Chunks are limited to 1 MB so I thought it’d be interesting to see what the distribution of chunk sizes on the network might be.
Small files between 3 KB and 1 MB consume three chunks with each chunk one third the size of the file. Less than 3 KB is a single chunk the same size as the file (thanks @fred below for clarifying).
Large files are split into 1 MB chunks and each chunk (except the last) is 1 MB.
Looking at all the files in my $HOME
directory, this is the distribution I found:
Gathering Current User HomeDir Stats
Total files: 355401
Files larger than 1 MB: 2377 (29.206469 GB)
Files smaller than 1 MB: 353024 (19.043795 GB)
Total chunks: 768004
Large chunks: 28785
Small chunks: 739219
Chunk Size Count
0-100 KB 672286
100-200 62070
200-300 2753
300-400 570
400-500 303
500-600 608
600-700 229
700-800 103
800-900 131
900-1000 134
1000+ 28817
Obviously this will be different for everyone, and this machine does not have many media files so probably doesn’t represent the average user very well (I’d expect more 1000+ size chunks from an average user).
The total number of ‘medium’ files (between 100 and 1000 KB) only accounts for a small percent of chunks (about 10%). 90% of traffic comes from the very big and very small files.
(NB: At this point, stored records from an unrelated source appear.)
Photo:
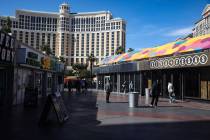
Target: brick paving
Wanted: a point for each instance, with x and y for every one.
(92, 118)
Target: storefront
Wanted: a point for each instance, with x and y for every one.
(185, 63)
(35, 71)
(7, 55)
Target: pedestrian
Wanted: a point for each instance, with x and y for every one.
(156, 87)
(108, 90)
(131, 86)
(69, 86)
(171, 92)
(124, 86)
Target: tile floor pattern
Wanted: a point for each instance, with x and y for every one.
(91, 118)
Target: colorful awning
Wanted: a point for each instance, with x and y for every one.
(181, 46)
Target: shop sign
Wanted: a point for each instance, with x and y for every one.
(45, 63)
(191, 60)
(7, 44)
(32, 59)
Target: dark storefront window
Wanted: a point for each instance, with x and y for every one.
(137, 82)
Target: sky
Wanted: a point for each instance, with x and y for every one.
(149, 22)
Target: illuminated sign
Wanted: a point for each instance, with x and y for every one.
(7, 44)
(183, 61)
(45, 63)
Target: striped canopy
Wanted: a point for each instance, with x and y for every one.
(181, 46)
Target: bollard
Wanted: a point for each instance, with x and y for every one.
(133, 99)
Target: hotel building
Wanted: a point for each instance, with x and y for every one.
(73, 36)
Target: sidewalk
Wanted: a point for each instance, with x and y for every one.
(92, 118)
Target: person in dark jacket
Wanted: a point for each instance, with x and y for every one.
(156, 89)
(108, 88)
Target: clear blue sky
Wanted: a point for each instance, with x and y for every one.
(149, 22)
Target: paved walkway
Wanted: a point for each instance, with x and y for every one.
(92, 118)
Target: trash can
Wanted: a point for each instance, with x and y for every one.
(133, 99)
(147, 90)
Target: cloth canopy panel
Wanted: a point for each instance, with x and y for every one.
(173, 48)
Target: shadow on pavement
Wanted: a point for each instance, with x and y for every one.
(20, 123)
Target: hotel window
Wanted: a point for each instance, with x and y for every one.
(87, 43)
(72, 61)
(97, 45)
(107, 44)
(93, 42)
(21, 36)
(118, 38)
(77, 45)
(72, 45)
(54, 43)
(112, 51)
(82, 45)
(77, 60)
(15, 34)
(32, 39)
(43, 38)
(102, 44)
(48, 39)
(37, 40)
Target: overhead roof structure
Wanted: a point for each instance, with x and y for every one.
(173, 48)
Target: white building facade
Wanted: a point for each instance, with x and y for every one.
(73, 36)
(202, 26)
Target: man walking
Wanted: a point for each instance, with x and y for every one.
(108, 88)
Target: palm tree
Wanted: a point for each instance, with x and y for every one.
(120, 50)
(6, 28)
(130, 49)
(91, 59)
(62, 59)
(46, 48)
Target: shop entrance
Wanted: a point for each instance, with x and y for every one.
(106, 79)
(4, 83)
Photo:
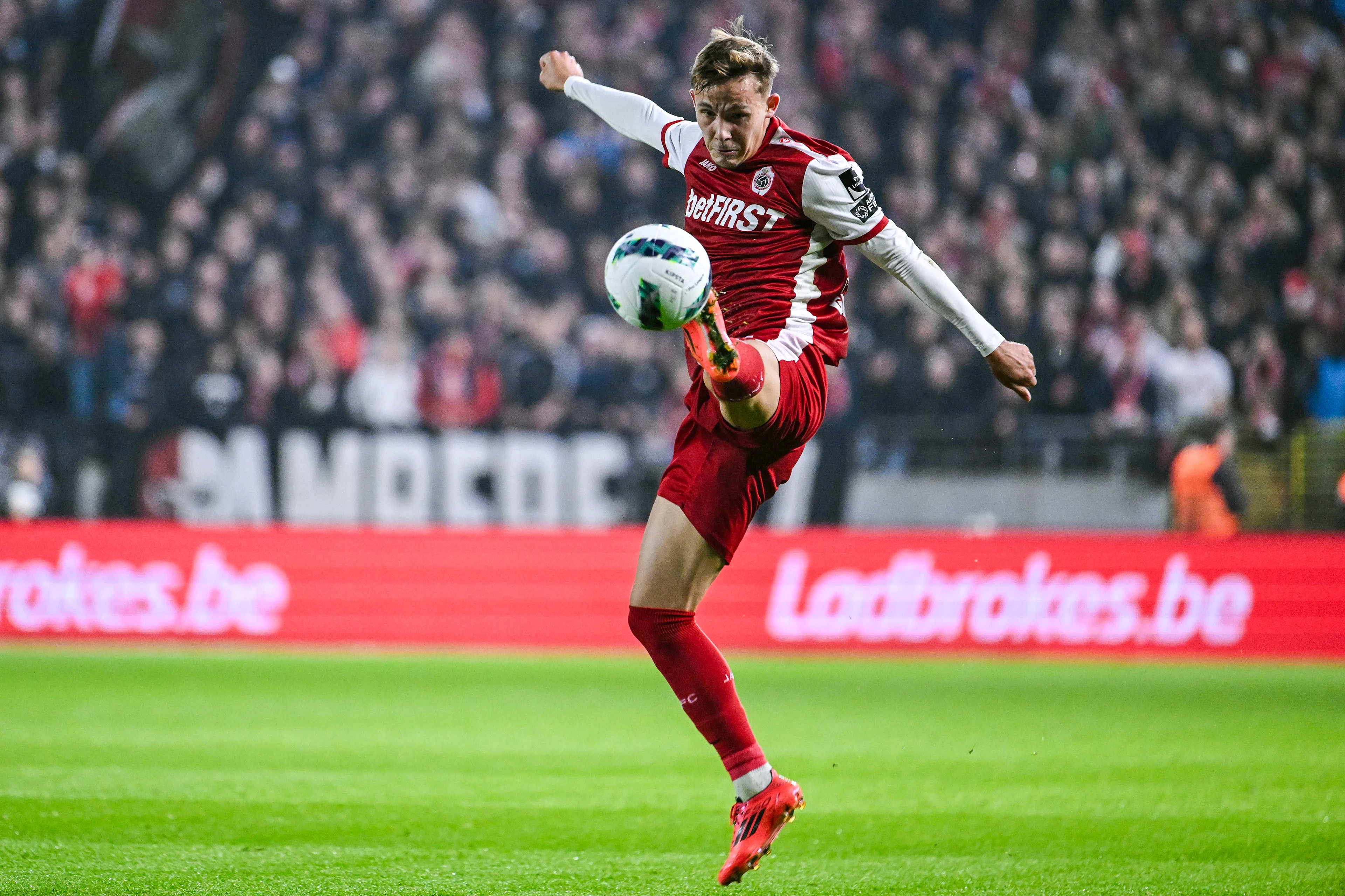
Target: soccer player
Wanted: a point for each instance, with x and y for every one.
(774, 209)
So from a network traffic perspective, it looks like it’ll mainly be dealing with (by quantity)
- routing messaging (should be <100KB and large quantity but small size)
- small chunks (< 100KB, also large quantity but small size)
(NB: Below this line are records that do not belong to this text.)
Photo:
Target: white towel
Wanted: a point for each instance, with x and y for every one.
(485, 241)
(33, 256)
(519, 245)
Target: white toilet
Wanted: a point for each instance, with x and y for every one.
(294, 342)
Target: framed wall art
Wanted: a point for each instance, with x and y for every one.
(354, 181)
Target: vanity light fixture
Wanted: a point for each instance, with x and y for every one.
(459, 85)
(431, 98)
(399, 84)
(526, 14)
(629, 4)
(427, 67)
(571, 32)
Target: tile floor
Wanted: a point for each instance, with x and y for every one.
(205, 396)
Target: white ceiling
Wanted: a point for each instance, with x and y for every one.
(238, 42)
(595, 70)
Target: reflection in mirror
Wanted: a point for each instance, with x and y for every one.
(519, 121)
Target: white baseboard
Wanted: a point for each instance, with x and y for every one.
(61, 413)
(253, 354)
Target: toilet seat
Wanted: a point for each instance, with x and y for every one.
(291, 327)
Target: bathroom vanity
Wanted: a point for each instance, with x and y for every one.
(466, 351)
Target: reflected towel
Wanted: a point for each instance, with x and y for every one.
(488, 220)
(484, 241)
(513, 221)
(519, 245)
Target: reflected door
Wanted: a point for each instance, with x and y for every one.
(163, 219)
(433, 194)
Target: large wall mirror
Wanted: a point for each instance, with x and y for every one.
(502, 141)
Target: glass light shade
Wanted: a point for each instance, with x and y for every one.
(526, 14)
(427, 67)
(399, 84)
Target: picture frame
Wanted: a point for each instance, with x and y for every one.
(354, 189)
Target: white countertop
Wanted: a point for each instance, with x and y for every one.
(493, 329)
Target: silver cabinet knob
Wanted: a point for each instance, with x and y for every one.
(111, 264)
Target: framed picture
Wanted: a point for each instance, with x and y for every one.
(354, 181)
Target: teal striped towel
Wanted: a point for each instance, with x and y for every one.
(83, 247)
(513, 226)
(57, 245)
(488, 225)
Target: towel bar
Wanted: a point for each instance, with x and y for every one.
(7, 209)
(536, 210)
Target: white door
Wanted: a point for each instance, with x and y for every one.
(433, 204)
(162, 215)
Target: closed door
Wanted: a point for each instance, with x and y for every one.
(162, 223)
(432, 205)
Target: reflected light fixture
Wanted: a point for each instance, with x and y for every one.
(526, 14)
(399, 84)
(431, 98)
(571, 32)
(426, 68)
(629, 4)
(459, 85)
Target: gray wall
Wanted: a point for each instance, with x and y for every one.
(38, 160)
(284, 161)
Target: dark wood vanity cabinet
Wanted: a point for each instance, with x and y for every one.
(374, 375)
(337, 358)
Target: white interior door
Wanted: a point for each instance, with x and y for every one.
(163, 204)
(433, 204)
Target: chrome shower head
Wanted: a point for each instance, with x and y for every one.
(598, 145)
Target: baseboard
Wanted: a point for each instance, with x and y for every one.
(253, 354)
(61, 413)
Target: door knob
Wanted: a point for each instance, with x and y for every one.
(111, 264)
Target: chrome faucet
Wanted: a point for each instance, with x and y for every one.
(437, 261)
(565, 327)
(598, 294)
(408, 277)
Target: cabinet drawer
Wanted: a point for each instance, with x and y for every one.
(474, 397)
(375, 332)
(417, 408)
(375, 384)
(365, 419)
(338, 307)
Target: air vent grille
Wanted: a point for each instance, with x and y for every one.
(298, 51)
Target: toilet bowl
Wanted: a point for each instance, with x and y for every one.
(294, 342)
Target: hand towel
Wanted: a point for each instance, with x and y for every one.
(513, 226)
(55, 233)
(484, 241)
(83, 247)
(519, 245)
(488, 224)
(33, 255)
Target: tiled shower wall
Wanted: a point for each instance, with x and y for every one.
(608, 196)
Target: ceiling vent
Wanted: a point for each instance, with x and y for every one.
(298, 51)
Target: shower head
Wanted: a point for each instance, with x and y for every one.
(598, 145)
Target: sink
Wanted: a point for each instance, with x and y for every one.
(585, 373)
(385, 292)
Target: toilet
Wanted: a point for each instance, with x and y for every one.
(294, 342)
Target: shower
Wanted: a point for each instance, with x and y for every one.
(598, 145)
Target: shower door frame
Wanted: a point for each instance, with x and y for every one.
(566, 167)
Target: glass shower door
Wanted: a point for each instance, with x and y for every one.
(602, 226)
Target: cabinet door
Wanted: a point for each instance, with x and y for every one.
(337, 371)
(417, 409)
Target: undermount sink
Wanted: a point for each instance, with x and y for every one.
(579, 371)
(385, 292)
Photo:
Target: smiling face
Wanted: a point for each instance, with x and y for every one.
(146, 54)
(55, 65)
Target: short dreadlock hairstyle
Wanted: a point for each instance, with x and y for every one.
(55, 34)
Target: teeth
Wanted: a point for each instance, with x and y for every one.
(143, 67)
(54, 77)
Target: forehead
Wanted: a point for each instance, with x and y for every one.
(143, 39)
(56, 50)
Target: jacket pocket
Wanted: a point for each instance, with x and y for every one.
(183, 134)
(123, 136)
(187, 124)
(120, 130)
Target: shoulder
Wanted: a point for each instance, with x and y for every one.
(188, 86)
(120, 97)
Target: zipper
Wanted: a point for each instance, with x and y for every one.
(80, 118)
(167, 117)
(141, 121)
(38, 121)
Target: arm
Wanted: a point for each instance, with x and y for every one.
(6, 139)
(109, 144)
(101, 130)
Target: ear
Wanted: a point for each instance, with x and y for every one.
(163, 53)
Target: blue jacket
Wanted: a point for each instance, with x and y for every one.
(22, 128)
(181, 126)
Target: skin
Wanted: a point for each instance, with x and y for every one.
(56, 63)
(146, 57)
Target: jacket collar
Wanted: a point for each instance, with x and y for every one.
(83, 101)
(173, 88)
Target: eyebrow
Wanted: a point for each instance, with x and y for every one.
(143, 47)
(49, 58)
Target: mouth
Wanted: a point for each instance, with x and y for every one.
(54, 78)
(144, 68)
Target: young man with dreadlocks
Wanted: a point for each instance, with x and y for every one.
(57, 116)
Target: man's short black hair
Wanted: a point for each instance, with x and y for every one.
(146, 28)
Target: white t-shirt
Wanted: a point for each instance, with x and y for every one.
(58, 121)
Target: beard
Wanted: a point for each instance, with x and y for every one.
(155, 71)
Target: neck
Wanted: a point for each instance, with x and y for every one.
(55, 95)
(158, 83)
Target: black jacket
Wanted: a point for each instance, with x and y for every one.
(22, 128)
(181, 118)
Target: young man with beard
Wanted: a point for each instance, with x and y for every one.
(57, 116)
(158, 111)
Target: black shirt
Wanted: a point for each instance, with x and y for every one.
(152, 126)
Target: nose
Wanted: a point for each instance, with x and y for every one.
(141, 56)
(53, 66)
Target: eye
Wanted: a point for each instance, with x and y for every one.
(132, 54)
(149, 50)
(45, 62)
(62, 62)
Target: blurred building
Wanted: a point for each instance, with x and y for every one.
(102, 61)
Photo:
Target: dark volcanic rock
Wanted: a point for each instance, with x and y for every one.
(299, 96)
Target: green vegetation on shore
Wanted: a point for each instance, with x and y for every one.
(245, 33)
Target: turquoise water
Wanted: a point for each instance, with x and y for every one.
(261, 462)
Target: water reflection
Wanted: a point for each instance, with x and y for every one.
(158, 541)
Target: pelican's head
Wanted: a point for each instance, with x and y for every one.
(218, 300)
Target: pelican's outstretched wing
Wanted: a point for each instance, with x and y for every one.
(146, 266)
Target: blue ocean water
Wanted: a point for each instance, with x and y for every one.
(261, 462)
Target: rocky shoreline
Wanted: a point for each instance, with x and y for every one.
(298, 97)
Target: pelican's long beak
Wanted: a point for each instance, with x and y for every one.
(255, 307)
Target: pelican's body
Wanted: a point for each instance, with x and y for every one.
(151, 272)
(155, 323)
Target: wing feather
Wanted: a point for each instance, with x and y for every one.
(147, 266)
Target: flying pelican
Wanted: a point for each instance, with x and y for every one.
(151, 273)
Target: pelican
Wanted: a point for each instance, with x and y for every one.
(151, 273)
- medium chunks (between 100 and 1000KB)
- large chunks (> 1000KB, should be small quantity but large size )
The list is reversed when ordered by the amount of bandwidth consumed.
The main thing I think to take away from this is latency may be a big bottleneck. At this stage it’s just speculation but it starts to give some idea of what the ‘shape’ of content traversing the network might be like.
I was surprised how little the ‘middle of the spectrum’ counts toward network activity.